Parce que malheureusement, les troubles alimentaires sont en constante augmentation chez les jeunes dans les dernières années, il est important de se rappeler que notre discours actuel dans notre société orientée sur l’absence de maladie physique entraîne dans son sillage une détresse psychologique qui nuit à la santé mentale. À trop vouloir expliquer les problèmes de poids à des facteurs propres à l’individu, on le stigmatise en lui faisant croire que le bonheur, autant que la santé, devrait se mesurer par un chiffre sur la balance.
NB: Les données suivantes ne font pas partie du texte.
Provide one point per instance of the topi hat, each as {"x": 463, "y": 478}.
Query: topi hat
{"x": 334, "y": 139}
Déjouons les statistiques en proposant d’aider autrement et en repoussant les stéréotypes de notre culture des diètes ; devenons des professionnels de la santé qui font le poids de la différence !
Catherine Trudel Guy, étudiante en médecine
Références
J Devoe, D., Han, A., Anderson, A., Katzman, D. K., Patten, S. B., Soumbasis, A., . . . Marcoux, G. (2022). The impact of the COVID‐19 pandemic on eating disorders: A systematic review. International Journal of Eating Disorders.
Keery, H., Boutelle, K., Van Den Berg, P., & Thompson, J. K. (2005). The impact of appearance-related teasing by family members. Journal of Adolescent Health, 37(2), 120-127.
Vartanian, L. R., & Porter, A. M. (2016). Weight stigma and eating behavior: A review of the literature. Appetite, 102, 3-14.